HIBBARD, ASHLEY, manufacturier, marchand, entrepreneur de chemins de fer et officier de milice, né le 27 mars 1827 à Stanstead, Bas-Canada, fils de Pliny V. Hibbard et de Hannah Labaree, décédé le 23 mars 1886 près de Frelighsburg, Québec.

La famille d’Ashley Hibbard qui figure parmi les plus anciennes de Stanstead était originaire de la Nouvelle-Angleterre. En effet, les grands-parents de Hibbard étaient venus du New Hampshire pour s’installer dans la région de Stanstead dès 1807. Quant à l’éducation et aux occupations du jeune Hibbard, nous en connaissons très peu de chose.

Durant la première moitié du xixe siècle, la région de Stanstead connaît un essor économique rapide ; les échanges commerciaux s’y multiplient à un rythme accéléré et de nombreuses industries locales, très spécialisées pour l’époque, s’y implantent. Cette situation engendrera une accumulation primitive du capital et cette nouvelle richesse sera souvent détournée en dehors du circuit économique régional. Ainsi, lorsqu’on retrouve Hibbard à Montréal en 1849, il possède déjà une quincaillerie et, en 1854, il investit une somme de £6 000 dans une fabrique de chaussures en caoutchouc. Dans cette affaire, il est associé à William Brown et à George Boum, sous la raison sociale de Brown, Hibbard, Boum and Co. En 1856, la fabrique comprend six bâtiments et elle est munie d’une machinerie complexe actionnée par un engin à vapeur ; on y emploie alors 158 ouvriers produisant plus de 1 500 paires de chaussures, 1 000 livres de ressorts (pour les voitures) et de courroies par jour. Cette production est destinée en partie à un marché local, et, périodiquement, le Sarah Sands, navire à vapeur appartenant à la compagnie, achemine les commandes en provenance de clients du Haut-Canada, des provinces Maritimes, des États-Unis et de l’Angleterre. Cette société est à l’origine de la Dominion Rubber Company Limited, formée en 1910 grâce à une fusion d’entreprises de fabrication d’articles en caoutchouc. En 1862, ses deux associés ayant décidé de vendre leurs actions à un groupe en qui il n’a pas confiance, Hibbard, qui est président, quitte la fabrique, connue alors sous le nom de Compagnie de manufacture britannique américaine ; il s’installe en Angleterre et fonde à Manchester une importante usine de caoutchouc. À la suite de ce départ, des accusations de détournements de fonds auraient été lancées contre lui. Revenu au Canada en 1865, il est mis en accusation l’année suivante à Montréal par un grand jury de la Cour du banc de la reine. Hibbard publie alors la seule brochure qu’on lui connaisse, A narrative and exposure of the evil of secret indictments, by grand juries, dans laquelle il réfute toutes les accusations portées contre lui et dénonce l’usage qui, sous le système des grands jurys, permet d’accuser quelqu’un sans qu’il en soit informé. De 1866 à 1869, les annuaires de Montréal le décrivent comme un marchand-importateur de caoutchouc dont les bureaux sont situés rue Saint-Paul, près du port.
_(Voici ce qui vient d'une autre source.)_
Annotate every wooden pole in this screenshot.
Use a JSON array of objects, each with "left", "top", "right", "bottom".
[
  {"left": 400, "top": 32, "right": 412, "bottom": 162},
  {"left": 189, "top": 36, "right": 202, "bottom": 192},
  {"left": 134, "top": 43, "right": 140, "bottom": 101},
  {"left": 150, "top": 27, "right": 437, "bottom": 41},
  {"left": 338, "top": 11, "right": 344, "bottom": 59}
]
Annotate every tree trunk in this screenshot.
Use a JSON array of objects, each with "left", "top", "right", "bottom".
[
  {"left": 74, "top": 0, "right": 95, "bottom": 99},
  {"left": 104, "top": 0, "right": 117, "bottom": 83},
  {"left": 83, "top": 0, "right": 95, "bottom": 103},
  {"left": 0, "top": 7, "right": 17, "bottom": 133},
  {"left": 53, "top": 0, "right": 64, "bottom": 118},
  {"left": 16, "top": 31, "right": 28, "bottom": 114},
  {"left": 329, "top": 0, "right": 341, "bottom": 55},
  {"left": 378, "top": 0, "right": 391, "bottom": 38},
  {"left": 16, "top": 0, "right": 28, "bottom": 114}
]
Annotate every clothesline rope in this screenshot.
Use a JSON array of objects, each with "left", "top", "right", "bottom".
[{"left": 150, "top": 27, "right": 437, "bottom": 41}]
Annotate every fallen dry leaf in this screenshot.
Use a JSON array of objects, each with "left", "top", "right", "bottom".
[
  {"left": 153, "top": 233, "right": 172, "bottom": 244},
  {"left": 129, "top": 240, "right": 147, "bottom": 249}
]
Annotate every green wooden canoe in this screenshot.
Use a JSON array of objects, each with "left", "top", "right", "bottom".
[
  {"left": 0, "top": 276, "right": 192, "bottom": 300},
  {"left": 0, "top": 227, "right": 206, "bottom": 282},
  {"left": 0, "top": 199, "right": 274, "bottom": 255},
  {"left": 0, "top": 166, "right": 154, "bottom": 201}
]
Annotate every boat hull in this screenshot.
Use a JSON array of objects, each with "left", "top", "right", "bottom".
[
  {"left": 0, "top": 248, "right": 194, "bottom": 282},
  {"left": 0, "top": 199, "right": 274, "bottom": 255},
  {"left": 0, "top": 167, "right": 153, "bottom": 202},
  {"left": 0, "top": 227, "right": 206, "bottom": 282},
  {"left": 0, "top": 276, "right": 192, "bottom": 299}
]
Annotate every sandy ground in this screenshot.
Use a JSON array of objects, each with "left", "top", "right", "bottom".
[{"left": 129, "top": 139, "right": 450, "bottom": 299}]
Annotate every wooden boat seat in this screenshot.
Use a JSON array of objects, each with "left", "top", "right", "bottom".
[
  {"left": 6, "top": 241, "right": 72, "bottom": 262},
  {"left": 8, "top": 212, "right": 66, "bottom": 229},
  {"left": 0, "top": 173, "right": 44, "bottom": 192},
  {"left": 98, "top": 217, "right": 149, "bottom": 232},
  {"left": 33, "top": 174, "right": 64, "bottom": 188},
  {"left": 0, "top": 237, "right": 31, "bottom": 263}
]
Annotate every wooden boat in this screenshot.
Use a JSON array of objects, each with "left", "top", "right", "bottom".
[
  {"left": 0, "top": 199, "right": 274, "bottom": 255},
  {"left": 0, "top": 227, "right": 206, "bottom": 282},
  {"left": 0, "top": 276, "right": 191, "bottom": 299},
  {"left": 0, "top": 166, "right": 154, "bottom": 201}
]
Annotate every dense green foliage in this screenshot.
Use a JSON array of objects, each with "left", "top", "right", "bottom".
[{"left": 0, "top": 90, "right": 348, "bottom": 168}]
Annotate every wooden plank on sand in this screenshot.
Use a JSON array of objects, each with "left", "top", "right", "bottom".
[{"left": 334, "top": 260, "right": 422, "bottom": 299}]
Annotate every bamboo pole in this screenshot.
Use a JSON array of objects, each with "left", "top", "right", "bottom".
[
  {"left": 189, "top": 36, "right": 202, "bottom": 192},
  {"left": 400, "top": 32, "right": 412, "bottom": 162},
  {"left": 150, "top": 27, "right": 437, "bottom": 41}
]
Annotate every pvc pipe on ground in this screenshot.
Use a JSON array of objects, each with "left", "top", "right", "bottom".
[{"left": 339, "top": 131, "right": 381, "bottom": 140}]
Durant les années qui suivent, Hibbard devient actif dans le secteur des chemins de fer. En 1871, il figure parmi les administrateurs du chemin de fer de Montréal, Chambly et Sorel, qui deviendra, en 1875, le chemin de fer de Montréal, Portland et Boston. Après cette réorganisation, la Montréal, Portland et Boston confie le contrat de construction de la section entre Saint-Lambert et Farnham à Francis A. Hibbard, ingénieur civil. Par acte notarié, ce dernier donne une procuration à Ashley Hibbard qui, de fait, devient l’entrepreneur de ce tronçon, dont l’ouverture a lieu en 1877. Entre-temps, les journaliers préposés à la construction de ce tronçon protestent contre les mesures despotiques exercées par la compagnie, qui refuse de leur verser les salaires dus, malgré les subventions obtenues du gouvernement provincial. Mais, en 1877, la Montréal, Portland et Boston est en faillite et deux conseils d’administration différents se disputent la possession de la ligne. Au début de 1878, Hibbard prie le gouvernement de la province de Québec d’intervenir pour sauver le chemin de fer de la ruine. Hibbard a emprunté $75 000 de la Banque de Montréal pour financer la construction de la section entre Saint-Lambert et Farnham-Ouest, et il a, de plus, endossé un emprunt de $2 000 obtenu par l’ancien président de la compagnie ferroviaire ; le gouvernement provincial accorde alors à la Banque de Montréal la somme de $20 419 pour couvrir une partie de l’avance faite à Hibbard. À la fin de 1878, puis de nouveau au début de 1879, celui-ci soumet des mémoires au gouvernement sur les affaires de la Montréal, Portland et Boston. Grâce à de nouvelles subventions publiques, la section reliant Farnham-Ouest à Stanbridge sera achevée en 1879 et Hibbard l’exploitera jusqu’en 1883. Le chemin de fer de Montréal, Portland et Boston ne sera jamais terminé et les sections déjà construites seront graduellement abandonnées par leurs propriétaires respectifs ; celle qui reliait Saint-Lambert à Farnham était entrée, en 1878, dans le réseau du Grand Tronc, après avoir été fermée par le gouvernement du Québec qui la jugeait trop dangereuse.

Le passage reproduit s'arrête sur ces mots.